Está cada vez mais evidente que caberá a Lira dar uma solução para o pandemônio que se tornou a discussão sobre a desoneração de combustíveis, obsessão bolsonarista e alvo de pelo menos duas Propostas de Emenda à Constituição (PEC), uma delas apelidada de PEC Camicase pelo impacto estimado de R$ 100 bilhões aos cofres públicos.
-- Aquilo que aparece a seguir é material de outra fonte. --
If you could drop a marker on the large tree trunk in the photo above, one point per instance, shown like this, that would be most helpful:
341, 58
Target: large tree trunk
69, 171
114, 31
Se depender do presidente da Câmara – e já se sabe que depende –, o Congresso deixará as bombas fiscais de lado e aprovará um projeto de lei complementar que muda a cobrança de ICMS, hoje um porcentual sobre o preço, para um valor fixo por litro, e aproveitará a proposta para embutir no texto a redução dos impostos federais sobre o diesel. “Não temos interesse nenhum em atrapalhar o caminho involutivo que o dólar está tendo e que a inflação terá”, disse Lira.

É, portanto, com o espírito público de Lira – dono do orçamento secreto e articulador da PEC dos Precatórios, aquela que dinamitou o teto de gastos – que o País precisa contar para evitar a explosão da inflação e a desvalorização do câmbio, enquanto o Banco Central luta praticamente sozinho para manter alguma estabilidade na economia. O ex-superministro Paulo Guedes, por sua vez, “é como ele é, todo mundo sabe como ele é”, na precisa definição de Lira, e deveria seguir a hierarquia – o que, neste governo, significa um presidente decorativo tutelado pelo ministro da Casa Civil, Ciro Nogueira. “As pessoas me perguntam se houve uma superposição do ministro Ciro sobre o ministro Guedes. Não. Todo governo tem que ter uma hierarquização. O presidente da República, o ministro da Casa Civil e depois os outros ministros. Se o ministro da Casa Civil não organizar o Ministério, fica ruim. Tem que ter quem fale pelo governo. O ministro da Economia tem que ser ouvido, é figura-chave com relação aos projetos econômicos, mas ele não pode ter a palavra final se o governo vai querer fazer política de saneamento. Isso aí é governo. Ele pode falar sobre o impacto e o governo tem a posição política de enfrentar ou não”, disse.

Não que surpreenda, mas chama a atenção uma exposição tão nua da natureza distorcida das relações entre Executivo e Legislativo. Lira deixa claro que a anemia da cadeira presidencial é hoje um fato da vida, e se as consequências desse fato serão boas ou ruins para a sociedade é o comando do Congresso quem vai dizer. Nesse sentido, o principal recado de Lira, que já reconheceu a iminente derrota de Bolsonaro ao menos no Nordeste, foi para o ex-presidente Luiz Inácio Lula da Silva. Líder das pesquisas de intenção de voto, Lula já anunciou que pretende revogar a reforma trabalhista e as privatizações de estatais e subsidiárias se for eleito. “Só queria lembrar que no meio dos presidentes que estão e que serão eleitos tem o Congresso Nacional. E já deixei bem claro: permanecendo um Congresso de centro-direita, nossa vontade é não retroagir nos avanços que a gente já teve. O problema do Brasil é terminar as reformas paradas.” Traduzindo: o presidente da República pode até mudar, mas Lira fica, e o Centrão também.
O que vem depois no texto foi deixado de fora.